Saat ini tercatat sebanyak 97 warga RW 04 telah bekerja di berbagai dapur produksi yang ada di wilayah tersebut. Setiap dapur rata-rata mempekerjakan antara 27 hingga 33 orang.
"Per hari ini warga saya yang dipekerjakan sudah lebih dari 97 orang. Dari awal kita memang meminta pengelola untuk memprioritaskan masyarakat sekitar. Alhamdulillah, setiap dapur bisa menyerap puluhan tenaga kerja," ungkapnya.
Mada menilai manfaat yang dirasakan masyarakat tidak hanya dari sisi ekonomi, tetapi juga berdampak pada kondisi sosial lingkungan. Sebelum adanya program tersebut, banyak pemuda lulusan sekolah yang belum memiliki pekerjaan dan kerap menghabiskan waktu hingga larut malam di jalanan.
Kini, sebagian besar dari mereka telah memiliki aktivitas produktif dan penghasilan tetap. Bahkan, kesempatan kerja juga terbuka bagi ibu rumah tangga yang sebelumnya tidak memiliki pekerjaan.
"Kalau sebelumnya anak-anak yang baru lulus sering begadang di pinggir jalan. Sekarang sudah sulit menemukan mereka nongkrong sampai malam karena banyak yang sudah bekerja.

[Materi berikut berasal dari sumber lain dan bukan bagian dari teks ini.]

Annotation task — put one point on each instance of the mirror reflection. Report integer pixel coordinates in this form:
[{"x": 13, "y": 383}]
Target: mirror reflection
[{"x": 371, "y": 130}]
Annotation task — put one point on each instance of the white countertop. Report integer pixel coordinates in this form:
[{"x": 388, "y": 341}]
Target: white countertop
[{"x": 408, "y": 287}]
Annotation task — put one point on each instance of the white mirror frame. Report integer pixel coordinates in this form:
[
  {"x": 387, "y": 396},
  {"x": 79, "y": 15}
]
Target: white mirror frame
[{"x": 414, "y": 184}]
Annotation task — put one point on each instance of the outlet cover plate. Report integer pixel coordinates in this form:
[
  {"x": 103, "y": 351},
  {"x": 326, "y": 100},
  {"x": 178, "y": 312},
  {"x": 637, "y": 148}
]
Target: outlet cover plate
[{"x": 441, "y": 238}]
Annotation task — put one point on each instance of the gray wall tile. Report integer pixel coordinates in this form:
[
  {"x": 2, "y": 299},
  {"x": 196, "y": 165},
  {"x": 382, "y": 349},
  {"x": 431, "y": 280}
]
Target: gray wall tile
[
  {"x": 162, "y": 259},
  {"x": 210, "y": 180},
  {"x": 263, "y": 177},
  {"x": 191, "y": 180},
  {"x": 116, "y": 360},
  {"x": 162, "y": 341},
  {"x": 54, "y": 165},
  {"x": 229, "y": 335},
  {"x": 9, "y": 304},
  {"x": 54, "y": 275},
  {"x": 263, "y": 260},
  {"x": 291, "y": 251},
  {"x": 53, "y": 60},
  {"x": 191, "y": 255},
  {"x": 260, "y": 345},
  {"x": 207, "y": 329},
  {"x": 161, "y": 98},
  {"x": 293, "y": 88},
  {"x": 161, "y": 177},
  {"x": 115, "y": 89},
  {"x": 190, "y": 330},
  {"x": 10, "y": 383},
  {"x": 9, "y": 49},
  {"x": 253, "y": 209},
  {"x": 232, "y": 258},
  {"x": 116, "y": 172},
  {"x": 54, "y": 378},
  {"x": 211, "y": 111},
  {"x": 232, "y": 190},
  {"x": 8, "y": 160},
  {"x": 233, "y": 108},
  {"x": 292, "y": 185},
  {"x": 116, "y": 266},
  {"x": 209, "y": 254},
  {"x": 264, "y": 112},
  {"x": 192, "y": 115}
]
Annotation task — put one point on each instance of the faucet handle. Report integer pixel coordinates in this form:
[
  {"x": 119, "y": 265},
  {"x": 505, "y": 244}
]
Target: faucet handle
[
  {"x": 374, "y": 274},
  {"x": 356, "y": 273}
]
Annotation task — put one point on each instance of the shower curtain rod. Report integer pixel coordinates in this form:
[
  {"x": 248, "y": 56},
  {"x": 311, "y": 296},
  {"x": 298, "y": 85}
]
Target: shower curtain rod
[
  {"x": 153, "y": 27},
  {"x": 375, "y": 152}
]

Termasuk ibu-ibu usia 40 tahun ke atas juga banyak yang ikut bekerja," jelasnya.
Ia juga menambahkan bahwa lokasi dapur yang berada di dalam lingkungan RW memberikan keuntungan tersendiri bagi warga. Mereka tidak perlu mengeluarkan biaya transportasi maupun biaya tempat tinggal seperti jika harus bekerja di kawasan industri di luar Jakarta.
Tanggapi Isu Perizinan dan Lokasi SPPG
Menanggapi berbagai isu yang sempat berkembang di media sosial terkait perizinan dan keberadaan SPPG di area pom bensin, Mada mengaku menyerahkan sepenuhnya kepada pihak pengelola dan instansi terkait.
Menurutnya, setiap pembangunan dan operasional fasilitas tersebut tentu telah melalui berbagai pertimbangan, termasuk aspek keamanan dan ketentuan zonasi yang berlaku.
Mada juga menyebut salah satu pengelola dapur sebelumnya telah melakukan komunikasi dan pengurusan administrasi dengan pihak kelurahan serta mengikuti kegiatan sosialisasi yang melibatkan masyarakat.
Selain itu, hubungan antara manajemen SPPG dengan warga sekitar disebut berjalan baik. Pihak pengelola secara rutin menjalin silaturahmi dan berkomunikasi dengan para ketua RT, RW, serta masyarakat setempat guna menjaga hubungan yang harmonis.
Di akhir keterangannya, Mada menegaskan bahwa sebagai pengurus lingkungan, fokus utamanya adalah memastikan kesejahteraan warga dan tersedianya lapangan pekerjaan bagi masyarakat sekitar khusus anak-anak yatim-piatu yang menjadi tulang punggung di keluarga mereka.
"Saya bersyukur karena ada empat dapur di RW 04 dan warga saya banyak yang sudah bekerja. Itu yang paling penting bagi saya sebagai pengurus. Terima kasih kepada Lurah, dan Camat atas dukungannya. Kepuasan seorang pengurus itu ketika melihat warganya bisa bekerja," pungkasnya.